How Led Zeppelin used ‘Going to California’ to show their love for Joni Mitchell

Led Zeppelin had some obvious forefathers in their sound. They borrowed liberally from blues legends like Robert Johnson and Howlin Wolf as well as contemporaries like Jake Holmes and the Jeff Beck Group. But Led Zeppelin took influence from artists that weren’t nearly as hard rocking or bluesy as they were, most notably folk-jazz icon Joni Mitchell.

“That’s the music that I play at home all the time – Joni Mitchell,” Page told Rolling Stone in 1975. “The main thing with Joni is that she’s able to look at something that’s happened to her, draw back and crystalize the whole situation, then write about it. She brings tears to my eyes. What more can I say? It’s bloody eerie.”

Robert Plant was also a fan of Mitchell’s. “[She’s] the queen of all that beautiful music that was written around that time for the late ’60s on through,” Plant gushed about Mitchell during his appearance on the BBC Radio 2 programme Tracks Of My Years. “Her catalogue is incredible, and her concerts were really beautiful, incredibly moving. The whole Laurel Canyon music scene up there in Sunset Boulevard was something really special.”
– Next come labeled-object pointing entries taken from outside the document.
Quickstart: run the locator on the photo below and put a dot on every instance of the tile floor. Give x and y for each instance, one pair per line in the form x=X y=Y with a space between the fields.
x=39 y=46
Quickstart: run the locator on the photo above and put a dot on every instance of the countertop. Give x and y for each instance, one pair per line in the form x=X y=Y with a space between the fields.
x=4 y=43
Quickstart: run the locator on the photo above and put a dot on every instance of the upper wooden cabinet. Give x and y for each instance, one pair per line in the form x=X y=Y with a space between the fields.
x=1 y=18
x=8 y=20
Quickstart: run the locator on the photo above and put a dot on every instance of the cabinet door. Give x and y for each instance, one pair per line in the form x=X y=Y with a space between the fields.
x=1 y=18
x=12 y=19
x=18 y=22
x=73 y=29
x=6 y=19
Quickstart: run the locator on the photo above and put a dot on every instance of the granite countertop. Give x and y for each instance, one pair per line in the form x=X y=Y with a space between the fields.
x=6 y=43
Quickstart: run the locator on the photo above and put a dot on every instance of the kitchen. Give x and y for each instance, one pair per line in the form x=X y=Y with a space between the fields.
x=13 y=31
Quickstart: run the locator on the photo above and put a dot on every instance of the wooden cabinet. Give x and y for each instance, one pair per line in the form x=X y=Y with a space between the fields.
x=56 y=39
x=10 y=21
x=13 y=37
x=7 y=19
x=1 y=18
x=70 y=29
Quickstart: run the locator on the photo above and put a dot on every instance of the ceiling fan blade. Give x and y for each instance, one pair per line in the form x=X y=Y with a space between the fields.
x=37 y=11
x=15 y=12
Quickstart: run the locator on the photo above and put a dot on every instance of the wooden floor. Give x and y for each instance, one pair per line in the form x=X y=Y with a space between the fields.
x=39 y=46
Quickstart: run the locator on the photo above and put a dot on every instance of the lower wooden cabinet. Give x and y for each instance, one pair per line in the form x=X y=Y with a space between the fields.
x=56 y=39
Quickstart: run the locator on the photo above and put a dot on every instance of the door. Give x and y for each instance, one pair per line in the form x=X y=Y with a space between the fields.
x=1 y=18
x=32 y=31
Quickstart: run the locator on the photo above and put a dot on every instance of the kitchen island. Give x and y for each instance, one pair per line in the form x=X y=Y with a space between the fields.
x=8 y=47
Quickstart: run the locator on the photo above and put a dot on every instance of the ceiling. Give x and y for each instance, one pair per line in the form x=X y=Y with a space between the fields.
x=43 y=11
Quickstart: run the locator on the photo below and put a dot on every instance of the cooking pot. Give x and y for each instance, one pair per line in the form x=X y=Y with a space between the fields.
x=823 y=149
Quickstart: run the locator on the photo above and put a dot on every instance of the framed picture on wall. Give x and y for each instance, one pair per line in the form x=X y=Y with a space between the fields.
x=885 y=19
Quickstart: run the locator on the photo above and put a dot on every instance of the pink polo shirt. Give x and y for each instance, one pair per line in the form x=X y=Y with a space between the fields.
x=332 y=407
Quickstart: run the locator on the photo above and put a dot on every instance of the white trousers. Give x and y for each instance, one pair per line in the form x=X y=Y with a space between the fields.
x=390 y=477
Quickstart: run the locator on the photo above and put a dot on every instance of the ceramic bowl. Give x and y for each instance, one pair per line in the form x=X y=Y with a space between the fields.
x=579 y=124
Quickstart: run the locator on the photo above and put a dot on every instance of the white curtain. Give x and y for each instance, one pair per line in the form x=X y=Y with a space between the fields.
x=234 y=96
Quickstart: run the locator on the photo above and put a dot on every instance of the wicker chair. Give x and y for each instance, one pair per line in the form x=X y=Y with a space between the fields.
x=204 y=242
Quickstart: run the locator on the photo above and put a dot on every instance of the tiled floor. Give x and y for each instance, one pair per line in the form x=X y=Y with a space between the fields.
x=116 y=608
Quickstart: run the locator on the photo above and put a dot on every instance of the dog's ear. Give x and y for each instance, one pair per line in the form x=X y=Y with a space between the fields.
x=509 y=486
It was possible to hear Zeppelin pay direct tribute to Mitchell. On the classic Led Zeppelin IV album cut ‘Going to California’, Zeppelin adopted the light acoustic setup that Mitchell favoured in her own work. Plant even managed to fit in an oblique reference to Mitchell’s work in the lyrics, with the line: “To find a Queen without a King / They say she plays guitar and cries and sings,” referencing Mitchell’s ‘If I Had a King’ from her debut album Song to a Seagull.

If that allusion wasn’t clear enough, Plant would frequently call out Mitchell’s name while performing the song live. Mitchell seemed flattered by the admiration from Led Zeppelin, especially compared to some of their peers who didn’t seem to want to give Mitchell her due credit.

“Other artists would cross the street when I walked by,” Mitchell told Interview in 2005. “Initially, I thought that was due to elitism, but I later found out they were intimidated by me. Straight white men. They would come up to me and say, ‘My girlfriend really likes your music,’ as if they were the wrong demographic. Led Zeppelin was very courageous and outspoken about liking my music, but others wouldn’t admit it.”

For their part, Led Zeppelin didn’t feel welcomed by Mitchell’s peers in the California rock scene either. “The people who lived in Laurel Canyon avoided us,” Plant later stated. “They kept clear because we were in the tackiest part of the Sunset Strip, with tacky people like Kim Fowley and the GTOs.” Despite some of their gripes, Joni Mitchell and Led Zeppelin shared some mutual admiration during the early 1970s.